Finding the right range for CPU and memory usage can be tricky and it’s a good idea to use observability tools such as Grafana to monitor the cluster to better understand the resource usage. These tools also provide a good overview of the concurrency of your compute workload, which is important to detect negative effects that emerge from overcommitting the Kubernetes worker node – for example when multiple sessions max out their limits at the same time.

 

 

SAS System options

 

Compute sessions in SAS Viya on Kubernetes are still based on SAS 9.4 and so it seems to be logical that the same set of system options which helped tuning the performance on previous SAS releases is still valid. Typical candidates with high impact on the compute performance are:

 

  • MEMSIZE
  • SORTSIZE
  • BUFSIZE

 

(see the SAS documentation for an explanation of each option or just google them) These configuration options can be set in the “Contexts” plugin of Environment Manager. The SAS Viya Administration Guide briefly summarizes the concept of Compute Contexts like that:

 

A SAS Compute Server is run under a compute context. (Contexts are analogous to SAS 9® SAS Application Servers.) A compute context is a specification that contains the information that is needed to run a compute server.
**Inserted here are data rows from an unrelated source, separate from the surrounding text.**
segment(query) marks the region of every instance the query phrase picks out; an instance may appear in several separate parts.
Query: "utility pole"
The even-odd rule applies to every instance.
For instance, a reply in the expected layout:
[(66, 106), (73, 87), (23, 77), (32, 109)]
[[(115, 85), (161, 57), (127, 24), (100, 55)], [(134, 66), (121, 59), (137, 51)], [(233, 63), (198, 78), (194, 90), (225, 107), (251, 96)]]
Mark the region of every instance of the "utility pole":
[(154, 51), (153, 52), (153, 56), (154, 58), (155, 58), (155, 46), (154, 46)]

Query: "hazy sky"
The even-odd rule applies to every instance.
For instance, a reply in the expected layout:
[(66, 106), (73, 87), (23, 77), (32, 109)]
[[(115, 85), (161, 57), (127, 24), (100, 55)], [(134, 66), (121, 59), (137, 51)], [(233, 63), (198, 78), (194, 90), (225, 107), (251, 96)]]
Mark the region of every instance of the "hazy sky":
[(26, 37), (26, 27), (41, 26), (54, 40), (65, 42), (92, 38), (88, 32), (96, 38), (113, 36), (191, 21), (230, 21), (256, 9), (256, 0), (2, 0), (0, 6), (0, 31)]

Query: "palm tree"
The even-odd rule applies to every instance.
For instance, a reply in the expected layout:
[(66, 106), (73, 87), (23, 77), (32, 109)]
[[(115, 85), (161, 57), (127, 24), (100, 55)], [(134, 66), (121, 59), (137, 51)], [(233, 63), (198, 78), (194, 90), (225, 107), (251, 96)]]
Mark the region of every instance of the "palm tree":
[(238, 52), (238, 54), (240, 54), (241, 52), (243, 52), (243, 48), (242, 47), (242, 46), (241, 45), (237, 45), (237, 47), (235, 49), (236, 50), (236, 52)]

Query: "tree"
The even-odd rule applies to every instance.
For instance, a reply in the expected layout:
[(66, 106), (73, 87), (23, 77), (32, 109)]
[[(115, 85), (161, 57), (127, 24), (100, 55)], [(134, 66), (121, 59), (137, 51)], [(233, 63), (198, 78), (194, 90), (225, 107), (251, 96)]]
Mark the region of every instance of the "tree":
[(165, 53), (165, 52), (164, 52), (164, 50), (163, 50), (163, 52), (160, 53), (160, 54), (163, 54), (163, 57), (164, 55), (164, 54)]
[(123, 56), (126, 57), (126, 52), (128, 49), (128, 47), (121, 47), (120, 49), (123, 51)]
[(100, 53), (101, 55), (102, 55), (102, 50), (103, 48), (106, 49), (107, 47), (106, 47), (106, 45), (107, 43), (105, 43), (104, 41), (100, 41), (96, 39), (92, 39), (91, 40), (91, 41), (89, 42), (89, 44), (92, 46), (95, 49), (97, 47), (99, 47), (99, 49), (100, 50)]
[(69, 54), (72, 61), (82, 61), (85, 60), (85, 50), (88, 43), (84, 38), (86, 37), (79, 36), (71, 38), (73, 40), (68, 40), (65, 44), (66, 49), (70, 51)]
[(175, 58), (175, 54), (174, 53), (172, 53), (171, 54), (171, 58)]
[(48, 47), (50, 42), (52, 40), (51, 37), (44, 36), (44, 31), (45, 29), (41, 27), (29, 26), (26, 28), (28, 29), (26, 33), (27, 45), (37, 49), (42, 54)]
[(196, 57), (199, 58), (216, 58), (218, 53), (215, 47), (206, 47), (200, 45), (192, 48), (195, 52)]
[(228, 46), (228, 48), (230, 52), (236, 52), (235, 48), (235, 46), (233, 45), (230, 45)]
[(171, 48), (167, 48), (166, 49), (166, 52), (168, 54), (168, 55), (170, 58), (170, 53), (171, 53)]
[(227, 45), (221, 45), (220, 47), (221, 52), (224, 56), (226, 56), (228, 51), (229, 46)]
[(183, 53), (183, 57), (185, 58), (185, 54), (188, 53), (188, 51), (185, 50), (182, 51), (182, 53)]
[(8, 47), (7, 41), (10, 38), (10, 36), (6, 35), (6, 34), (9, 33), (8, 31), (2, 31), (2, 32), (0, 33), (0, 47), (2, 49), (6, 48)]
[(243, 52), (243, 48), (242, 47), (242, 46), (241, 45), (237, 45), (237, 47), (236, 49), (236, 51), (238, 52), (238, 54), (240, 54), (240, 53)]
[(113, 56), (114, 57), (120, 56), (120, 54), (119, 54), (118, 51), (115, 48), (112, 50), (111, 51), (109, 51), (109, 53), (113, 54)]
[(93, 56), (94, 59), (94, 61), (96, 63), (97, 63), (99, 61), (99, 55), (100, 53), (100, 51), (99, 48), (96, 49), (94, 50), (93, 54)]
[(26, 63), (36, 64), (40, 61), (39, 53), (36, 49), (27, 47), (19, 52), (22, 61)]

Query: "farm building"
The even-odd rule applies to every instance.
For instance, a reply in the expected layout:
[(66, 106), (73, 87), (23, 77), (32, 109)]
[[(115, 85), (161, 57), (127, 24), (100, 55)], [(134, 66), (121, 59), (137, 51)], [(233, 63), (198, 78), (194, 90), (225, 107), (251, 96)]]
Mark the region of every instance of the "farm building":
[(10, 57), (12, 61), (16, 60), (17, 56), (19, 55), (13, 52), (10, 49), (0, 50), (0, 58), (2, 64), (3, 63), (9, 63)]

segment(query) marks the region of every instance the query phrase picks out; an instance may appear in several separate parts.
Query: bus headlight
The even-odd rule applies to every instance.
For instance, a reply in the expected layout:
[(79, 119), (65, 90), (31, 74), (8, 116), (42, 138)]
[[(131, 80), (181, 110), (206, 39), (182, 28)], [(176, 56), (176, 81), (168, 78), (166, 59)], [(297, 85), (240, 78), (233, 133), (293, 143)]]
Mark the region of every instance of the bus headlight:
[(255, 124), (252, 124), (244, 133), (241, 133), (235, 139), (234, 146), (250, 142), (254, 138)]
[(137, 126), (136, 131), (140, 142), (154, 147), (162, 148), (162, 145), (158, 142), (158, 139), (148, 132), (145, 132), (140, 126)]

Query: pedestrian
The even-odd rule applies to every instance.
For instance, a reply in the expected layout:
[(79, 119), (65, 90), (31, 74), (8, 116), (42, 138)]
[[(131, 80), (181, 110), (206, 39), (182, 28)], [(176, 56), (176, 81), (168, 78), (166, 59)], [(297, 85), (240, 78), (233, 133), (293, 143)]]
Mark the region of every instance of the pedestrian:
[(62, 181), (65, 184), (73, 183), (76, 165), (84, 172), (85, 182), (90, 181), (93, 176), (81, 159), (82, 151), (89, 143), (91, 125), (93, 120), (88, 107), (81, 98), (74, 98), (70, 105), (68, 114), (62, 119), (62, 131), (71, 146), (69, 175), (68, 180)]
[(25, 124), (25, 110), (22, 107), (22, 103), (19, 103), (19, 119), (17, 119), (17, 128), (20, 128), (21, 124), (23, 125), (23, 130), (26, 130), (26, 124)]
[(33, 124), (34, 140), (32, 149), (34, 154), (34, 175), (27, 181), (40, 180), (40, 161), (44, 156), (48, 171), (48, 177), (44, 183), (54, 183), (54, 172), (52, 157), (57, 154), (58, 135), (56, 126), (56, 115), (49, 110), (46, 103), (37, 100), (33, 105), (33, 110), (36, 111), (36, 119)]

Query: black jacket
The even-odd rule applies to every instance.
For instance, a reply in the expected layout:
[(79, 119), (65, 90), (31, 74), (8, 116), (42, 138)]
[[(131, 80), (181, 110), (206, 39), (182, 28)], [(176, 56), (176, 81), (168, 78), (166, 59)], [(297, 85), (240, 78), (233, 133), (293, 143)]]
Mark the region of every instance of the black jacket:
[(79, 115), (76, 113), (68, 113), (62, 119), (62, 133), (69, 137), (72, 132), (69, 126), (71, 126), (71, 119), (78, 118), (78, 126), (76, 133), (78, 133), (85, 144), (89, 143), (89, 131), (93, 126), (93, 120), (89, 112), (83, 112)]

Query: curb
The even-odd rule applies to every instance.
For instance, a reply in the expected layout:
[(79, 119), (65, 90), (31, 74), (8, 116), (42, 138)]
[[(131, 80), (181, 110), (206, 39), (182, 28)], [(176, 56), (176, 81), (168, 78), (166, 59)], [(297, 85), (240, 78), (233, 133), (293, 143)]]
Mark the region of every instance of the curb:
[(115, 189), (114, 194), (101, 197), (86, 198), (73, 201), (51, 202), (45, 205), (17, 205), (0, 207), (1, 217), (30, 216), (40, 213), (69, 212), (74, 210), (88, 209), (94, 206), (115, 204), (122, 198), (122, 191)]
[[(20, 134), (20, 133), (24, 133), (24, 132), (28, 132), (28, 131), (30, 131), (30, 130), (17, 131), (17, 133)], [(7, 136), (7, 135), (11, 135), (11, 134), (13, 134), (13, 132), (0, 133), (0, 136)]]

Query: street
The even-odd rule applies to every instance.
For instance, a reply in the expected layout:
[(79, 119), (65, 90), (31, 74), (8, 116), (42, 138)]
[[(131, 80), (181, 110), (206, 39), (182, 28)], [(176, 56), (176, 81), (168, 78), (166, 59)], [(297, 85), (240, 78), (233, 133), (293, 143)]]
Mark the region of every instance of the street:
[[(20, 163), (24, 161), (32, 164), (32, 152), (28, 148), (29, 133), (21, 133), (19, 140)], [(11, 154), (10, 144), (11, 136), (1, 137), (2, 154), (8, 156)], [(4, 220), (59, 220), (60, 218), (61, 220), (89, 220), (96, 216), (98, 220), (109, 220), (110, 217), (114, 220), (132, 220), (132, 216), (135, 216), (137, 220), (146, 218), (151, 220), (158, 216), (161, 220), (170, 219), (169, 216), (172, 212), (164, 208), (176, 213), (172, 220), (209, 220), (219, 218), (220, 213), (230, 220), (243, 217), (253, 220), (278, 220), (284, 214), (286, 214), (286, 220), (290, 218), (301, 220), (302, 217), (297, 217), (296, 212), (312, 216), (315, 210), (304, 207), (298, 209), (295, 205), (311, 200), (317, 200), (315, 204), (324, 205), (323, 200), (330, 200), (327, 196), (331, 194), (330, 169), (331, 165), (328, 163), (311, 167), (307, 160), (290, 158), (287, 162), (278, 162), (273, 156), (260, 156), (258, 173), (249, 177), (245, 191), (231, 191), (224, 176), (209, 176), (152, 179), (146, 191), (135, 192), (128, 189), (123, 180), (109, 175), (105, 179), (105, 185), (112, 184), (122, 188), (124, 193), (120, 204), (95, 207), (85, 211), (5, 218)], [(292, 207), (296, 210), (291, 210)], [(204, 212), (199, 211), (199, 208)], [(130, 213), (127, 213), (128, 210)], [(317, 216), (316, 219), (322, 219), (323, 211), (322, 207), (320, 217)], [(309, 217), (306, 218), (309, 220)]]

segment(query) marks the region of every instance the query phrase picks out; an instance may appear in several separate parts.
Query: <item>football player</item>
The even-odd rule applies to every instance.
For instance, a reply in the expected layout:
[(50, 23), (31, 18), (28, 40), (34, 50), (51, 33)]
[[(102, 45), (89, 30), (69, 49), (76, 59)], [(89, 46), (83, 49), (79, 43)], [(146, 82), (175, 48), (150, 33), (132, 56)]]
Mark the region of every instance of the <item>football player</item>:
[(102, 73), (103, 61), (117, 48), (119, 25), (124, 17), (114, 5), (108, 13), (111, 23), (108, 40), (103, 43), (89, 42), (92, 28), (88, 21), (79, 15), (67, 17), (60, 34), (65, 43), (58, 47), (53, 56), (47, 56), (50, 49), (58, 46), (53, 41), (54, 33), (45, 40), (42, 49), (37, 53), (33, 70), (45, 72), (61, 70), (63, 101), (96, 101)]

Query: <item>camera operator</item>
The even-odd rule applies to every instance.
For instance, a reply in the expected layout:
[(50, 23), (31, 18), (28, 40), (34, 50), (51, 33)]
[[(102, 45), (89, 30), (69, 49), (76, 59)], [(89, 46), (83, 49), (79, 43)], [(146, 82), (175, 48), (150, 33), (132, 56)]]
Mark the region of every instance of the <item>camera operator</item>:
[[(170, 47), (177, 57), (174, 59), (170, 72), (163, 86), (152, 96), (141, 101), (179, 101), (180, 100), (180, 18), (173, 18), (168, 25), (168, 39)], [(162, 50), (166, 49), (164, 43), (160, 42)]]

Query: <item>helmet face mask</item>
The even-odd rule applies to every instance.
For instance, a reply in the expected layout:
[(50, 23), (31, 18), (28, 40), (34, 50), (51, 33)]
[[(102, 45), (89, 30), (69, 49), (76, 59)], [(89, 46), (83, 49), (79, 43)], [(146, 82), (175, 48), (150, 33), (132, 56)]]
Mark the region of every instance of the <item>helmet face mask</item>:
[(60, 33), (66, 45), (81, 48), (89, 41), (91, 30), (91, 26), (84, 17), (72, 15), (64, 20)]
The information that is contained in a compute context is the user identity and any SAS options or autoexec file parameters to be used when starting the server.

 

As you can see from the screenshot below, different applications in SAS Viya use different contexts:

 

ev1.jpg

 

For the discussion in this blog, these contexts are the most relevant ones:

 

  • SAS Studio compute context – used when launching a SAS session from SAS Studio.
  • Data Mining compute context – for SAS sessions launched from SAS Model Studio pipelines. Reducing the startup latency is an important consideration for this context.
  • SAS Job Execution compute context – for SAS sessions launched as SAS Jobs from the Job Execution Framework (e.g. from the /SASJobExecution UI). Reducing the startup latency is important for this one as well.

 

Changes made to the configuration of a context are picked up immediately for any new session launched after the change was saved.

 

ev2.jpg

 

(Environment Manager -> Contexts -> Compute contexts -> (pick one context) -> Advanced -> SAS options)

 

The SAS system options should be aligned to the Kubernetes resource management settings to avoid unpleasant surprises. Let’s briefly discuss the MEMSIZE option, probably the most prominent “usual suspect” when it comes to performance tuning. At first look it might be tempting to simply rely on the Kubernetes settings and just let SAS use all the memory which is available to the pod:

 

-MEMSIZE MAX

 

However, this will most certainly lead to errors during program execution with SAS complaining that there was insufficient memory available. It’s important to keep in mind that pods are not virtual machines and setting resource limits will not “magically” change the pod’s view of the hardware environment it runs on. Instead, Kubernetes will pass the container’s resource settings to the underlying container runtime which “translates” this information into Linux kernel cgroups. This however might not be transparent to the application running in the container.

 

For example, this screenshot shows the output of the Linux top command from a shell inside a SAS session pod which has a max-memory-limit of 8GB but runs on a worker node with 256 GB of memory.

 

top1.jpg

 

Not surprisingly this also affects SAS when MEMSIZE is set to MAX. Run PROC OPTIONS to validate that the memory of the worker node is used in this case:

 

80   proc options option=memsize define value lognumberformat;
81   run;
    SAS (r) Proprietary Software Release V.04.00  TS1M0
Option Value Information For SAS Option MEMSIZE
    Value: 253,556,663,040
    Scope: SAS Session

 

While the top command simply reported the node’s amount of memory, a different command reveals the actual memory limit of the pod (8 GB in that case) and this is a more suitable value to be used for MEMSIZE:

 

$ CPOD=$(kubectl -n viya4 get pods -l \
  "launcher.sas.com/requested-by-client=sas.studio" -o name)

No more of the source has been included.